Por Dâmares Vaz/Edição: Andrea Bochi
Pesquisa coordenada pelo Oxford Internet Institute e pelo WZB Berlin Social Science Centre mostrou que os maiores aplicativos de serviços no Brasil falham em garantir direitos trabalhistas básicos aos trabalhadores. Numa pontuação que vai até dez, seis das maiores plataformas de trabalho digital do Brasil alcançaram nota muito baixa ou nem pontuaram nos princípios do trabalho decente – remuneração justa, condições justas, contratos justos, gestão justa e representação justa. As empresas iFood e 99 alcançaram apenas dois pontos cada; a Uber recebeu um ponto, e Rappi, Get Ninjas e Uber Eats (que não opera mais no Brasil) ficaram zeradas na avaliação.
Esse é o primeiro estudo do tipo no País, cujos resultados estão no relatório “Fairwork Brasil 2021: Por trabalho decente na economia de plataformas”. Outros 27 países também foram pesquisados e, de acordo com os autores, a situação precária dos trabalhadores se repete em vários lugares.
A equipe que conduziu a pesquisa no Brasil foi coordenada pelos professores Rafael Grohmann (Unisinos), Julice Salvagni (UFRGS), Roseli Figaro (USP) e Rodrigo Carelli (UFRJ). A metodologia envolveu entrevistas com trabalhadores, pesquisa documental e reuniões com gestores de plataformas. O próximo levantamento publicado pelo Fairwork Brasil está previsto para dezembro de 2022.
As condições de trabalho nas plataformas vêm sendo foco da fiscalização trabalhista desde 2017, quando ocorreu a primeira ação fiscal no setor. Depois de quatro meses de investigações, os Auditores-Fiscais do Trabalho Sérgio Aoki, Rafael Brisque Neiva e Rafael Augusto Vido da Silva autuaram a empresa Loggi Tecnologia, em São Paulo. A equipe verificou pelo menos 16 itens em que a empresa estava irregular, relativos, por exemplo, ao reconhecimento do vínculo empregatício dos motociclistas, aos recolhimentos do Fundo de Garantia por Tempo de Serviço (FGTS), e a questões de saúde e segurança do trabalho.
Os Auditores calcularam que os valores de FGTS não pagos e das multas trabalhistas chegariam a R$ 2 milhões, referentes às infrações do período de um ano, a partir de uma amostragem de 585 trabalhadores, lotados na capital paulista.

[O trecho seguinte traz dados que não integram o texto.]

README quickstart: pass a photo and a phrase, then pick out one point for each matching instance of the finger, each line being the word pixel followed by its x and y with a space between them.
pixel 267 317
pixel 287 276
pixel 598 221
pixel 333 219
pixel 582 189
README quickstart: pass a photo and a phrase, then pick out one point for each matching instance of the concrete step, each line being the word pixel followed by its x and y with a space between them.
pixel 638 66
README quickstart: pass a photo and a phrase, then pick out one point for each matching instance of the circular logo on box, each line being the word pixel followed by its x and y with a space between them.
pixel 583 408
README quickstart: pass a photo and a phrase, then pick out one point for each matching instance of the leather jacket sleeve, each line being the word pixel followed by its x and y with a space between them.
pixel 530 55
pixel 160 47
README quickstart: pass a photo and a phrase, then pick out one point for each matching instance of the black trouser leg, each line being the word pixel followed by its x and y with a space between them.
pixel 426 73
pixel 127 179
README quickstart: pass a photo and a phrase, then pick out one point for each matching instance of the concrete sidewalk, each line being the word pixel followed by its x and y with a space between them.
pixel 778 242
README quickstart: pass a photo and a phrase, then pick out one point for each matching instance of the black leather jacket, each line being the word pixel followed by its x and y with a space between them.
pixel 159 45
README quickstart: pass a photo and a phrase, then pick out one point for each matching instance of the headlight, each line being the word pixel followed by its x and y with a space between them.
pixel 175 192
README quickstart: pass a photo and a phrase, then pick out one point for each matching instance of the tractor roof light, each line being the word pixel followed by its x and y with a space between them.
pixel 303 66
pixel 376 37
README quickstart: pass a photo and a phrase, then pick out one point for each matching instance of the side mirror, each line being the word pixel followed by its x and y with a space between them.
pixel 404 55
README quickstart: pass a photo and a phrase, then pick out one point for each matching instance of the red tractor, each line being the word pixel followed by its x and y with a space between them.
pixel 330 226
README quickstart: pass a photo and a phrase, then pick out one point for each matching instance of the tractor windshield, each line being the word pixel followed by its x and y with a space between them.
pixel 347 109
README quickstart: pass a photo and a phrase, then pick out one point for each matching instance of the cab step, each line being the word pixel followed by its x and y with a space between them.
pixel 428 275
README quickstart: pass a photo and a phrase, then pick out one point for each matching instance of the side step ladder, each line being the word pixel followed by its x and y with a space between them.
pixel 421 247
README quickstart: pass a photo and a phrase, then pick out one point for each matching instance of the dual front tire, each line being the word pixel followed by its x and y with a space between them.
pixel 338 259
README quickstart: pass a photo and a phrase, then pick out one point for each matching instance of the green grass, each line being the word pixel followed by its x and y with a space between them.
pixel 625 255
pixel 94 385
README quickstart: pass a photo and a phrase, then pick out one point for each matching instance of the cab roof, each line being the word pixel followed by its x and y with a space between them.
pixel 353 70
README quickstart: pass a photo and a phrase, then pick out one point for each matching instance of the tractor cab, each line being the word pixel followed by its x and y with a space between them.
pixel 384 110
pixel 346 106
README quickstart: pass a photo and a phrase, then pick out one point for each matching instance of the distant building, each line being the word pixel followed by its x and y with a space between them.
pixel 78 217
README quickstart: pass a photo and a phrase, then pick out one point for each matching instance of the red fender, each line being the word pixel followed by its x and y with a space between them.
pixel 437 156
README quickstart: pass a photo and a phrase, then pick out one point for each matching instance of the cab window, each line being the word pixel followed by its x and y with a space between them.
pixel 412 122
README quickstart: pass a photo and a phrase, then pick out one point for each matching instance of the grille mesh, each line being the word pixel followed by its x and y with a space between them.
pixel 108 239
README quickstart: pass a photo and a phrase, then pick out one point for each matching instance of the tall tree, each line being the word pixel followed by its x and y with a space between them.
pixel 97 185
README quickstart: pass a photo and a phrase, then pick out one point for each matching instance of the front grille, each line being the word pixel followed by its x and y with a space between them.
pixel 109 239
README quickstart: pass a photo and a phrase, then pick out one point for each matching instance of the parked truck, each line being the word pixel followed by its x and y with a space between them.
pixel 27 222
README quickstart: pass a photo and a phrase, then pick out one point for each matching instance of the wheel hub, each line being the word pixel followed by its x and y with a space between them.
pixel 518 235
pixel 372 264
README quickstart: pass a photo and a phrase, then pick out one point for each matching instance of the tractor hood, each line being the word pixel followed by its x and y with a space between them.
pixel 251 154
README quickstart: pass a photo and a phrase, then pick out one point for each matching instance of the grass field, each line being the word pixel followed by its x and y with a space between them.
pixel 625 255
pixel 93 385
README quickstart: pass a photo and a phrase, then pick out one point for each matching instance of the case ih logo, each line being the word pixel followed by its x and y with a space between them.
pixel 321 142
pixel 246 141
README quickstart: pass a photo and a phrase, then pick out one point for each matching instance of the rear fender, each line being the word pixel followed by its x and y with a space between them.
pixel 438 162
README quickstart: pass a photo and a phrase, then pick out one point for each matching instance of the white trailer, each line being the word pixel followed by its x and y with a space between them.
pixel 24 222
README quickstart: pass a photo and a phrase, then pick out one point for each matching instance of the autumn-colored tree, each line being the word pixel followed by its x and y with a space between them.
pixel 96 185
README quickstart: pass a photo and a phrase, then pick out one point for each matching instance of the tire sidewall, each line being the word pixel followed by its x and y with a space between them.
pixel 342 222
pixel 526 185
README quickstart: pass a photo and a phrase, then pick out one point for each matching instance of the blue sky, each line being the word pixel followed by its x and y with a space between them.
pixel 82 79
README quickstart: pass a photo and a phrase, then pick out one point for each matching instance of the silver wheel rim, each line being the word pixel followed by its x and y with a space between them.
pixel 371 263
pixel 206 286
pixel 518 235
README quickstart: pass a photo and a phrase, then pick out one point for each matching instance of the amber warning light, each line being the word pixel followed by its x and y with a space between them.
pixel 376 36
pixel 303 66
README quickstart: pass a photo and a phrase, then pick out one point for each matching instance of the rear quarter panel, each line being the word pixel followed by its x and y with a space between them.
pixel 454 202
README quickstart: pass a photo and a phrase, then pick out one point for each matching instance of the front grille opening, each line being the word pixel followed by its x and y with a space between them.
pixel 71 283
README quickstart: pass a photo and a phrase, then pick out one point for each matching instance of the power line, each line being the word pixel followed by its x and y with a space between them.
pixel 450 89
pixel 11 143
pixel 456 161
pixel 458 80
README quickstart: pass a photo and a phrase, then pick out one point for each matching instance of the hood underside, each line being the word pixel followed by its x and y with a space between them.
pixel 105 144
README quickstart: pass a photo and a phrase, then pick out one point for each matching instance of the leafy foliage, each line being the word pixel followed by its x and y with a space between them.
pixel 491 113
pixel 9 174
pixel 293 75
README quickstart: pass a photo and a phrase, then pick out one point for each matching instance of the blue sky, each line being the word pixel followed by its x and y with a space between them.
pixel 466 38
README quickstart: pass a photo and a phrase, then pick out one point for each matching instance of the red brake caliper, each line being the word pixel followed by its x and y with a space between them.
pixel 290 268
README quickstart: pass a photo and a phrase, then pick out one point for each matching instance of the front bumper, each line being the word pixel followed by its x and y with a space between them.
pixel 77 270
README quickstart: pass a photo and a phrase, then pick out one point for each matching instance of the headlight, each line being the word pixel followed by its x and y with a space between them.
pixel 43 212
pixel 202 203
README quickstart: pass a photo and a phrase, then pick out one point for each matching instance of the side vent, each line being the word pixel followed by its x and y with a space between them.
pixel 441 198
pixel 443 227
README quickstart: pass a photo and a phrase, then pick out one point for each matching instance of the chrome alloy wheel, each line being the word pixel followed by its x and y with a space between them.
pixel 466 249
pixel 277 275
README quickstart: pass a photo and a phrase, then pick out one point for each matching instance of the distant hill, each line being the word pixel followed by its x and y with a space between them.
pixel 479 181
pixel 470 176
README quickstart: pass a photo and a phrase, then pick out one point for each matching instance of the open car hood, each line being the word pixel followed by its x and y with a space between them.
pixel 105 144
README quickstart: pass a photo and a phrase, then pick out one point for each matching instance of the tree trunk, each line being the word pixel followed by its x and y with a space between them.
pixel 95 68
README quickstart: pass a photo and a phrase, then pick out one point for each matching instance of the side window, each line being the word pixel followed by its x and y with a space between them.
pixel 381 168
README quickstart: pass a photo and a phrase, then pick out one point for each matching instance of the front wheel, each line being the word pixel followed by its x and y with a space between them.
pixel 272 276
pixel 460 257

Em 6 de dezembro de 2019, a Justiça do Trabalho em São Paulo reconheceu em primeira instância a existência de vínculo empregatício entre a Loggi e os entregadores. A decisão foi proferida no âmbito de ação civil pública movida pelo Ministério Público do Trabalho, com base no relatório da Inspeção do Trabalho. No entanto, em agosto de 2021, o Tribunal Regional do Trabalho da 2ª Região (TRT2), em São Paulo, entendeu não haver vínculo de emprego entre a empresa e os entregadores. Se reconhecido, o vínculo poderia ter beneficiado 15 mil entregadores com cadastro ativo na Loggi.
Em junho de 2018, mais uma ação fiscal autuou outra plataforma, a Rapiddo, que é do mesmo grupo que controla os aplicativos iFood e Spoonrocket. A fiscalização comprovou irregularidades na contratação de 675 motociclistas. Foram 14 autuações e duas notificações para a empresa. Somados todos os valores, a multa foi de quase R$ 1 milhão.
Foi constatada falta de reconhecimento do vínculo empregatício dos motociclistas, que não tinham as Carteiras de Trabalho assinadas. O recolhimento do FGTS também não era feito. O empregador foi autuado ainda em razão da não observância das regras e cuidados com saúde e segurança no trabalho.
Além disso, no início de 2021, a Rappi passou por uma investigação minuciosa, que levou oito meses, conduzida por Auditores-Fiscais do Trabalho do grupo de combate à informalidade e à fraude nas relações de emprego da Superintendência Regional do Trabalho em São Paulo (SRT/SP). Os Auditores concluíram que os entregadores não eram trabalhadores autônomos e que estavam presentes todos os elementos que caracterizam a subordinação e a relação de emprego gerida pela Consolidação das Leis do Trabalho (CLT). Assim, os cerca de sete mil entregadores que prestavam serviços para a Rappi, somente na cidade de São Paulo, deveriam ter tido a Carteira de Trabalho assinada.
Na ocasião, a Rappi e a empresa SmarMEI, que fazia a intermediação do pagamento aos entregadores, não apresentaram os documentos solicitados na Notificação de Apresentação de Documentos (NAD) e foram, por esse motivo, autuadas por embaraço à fiscalização.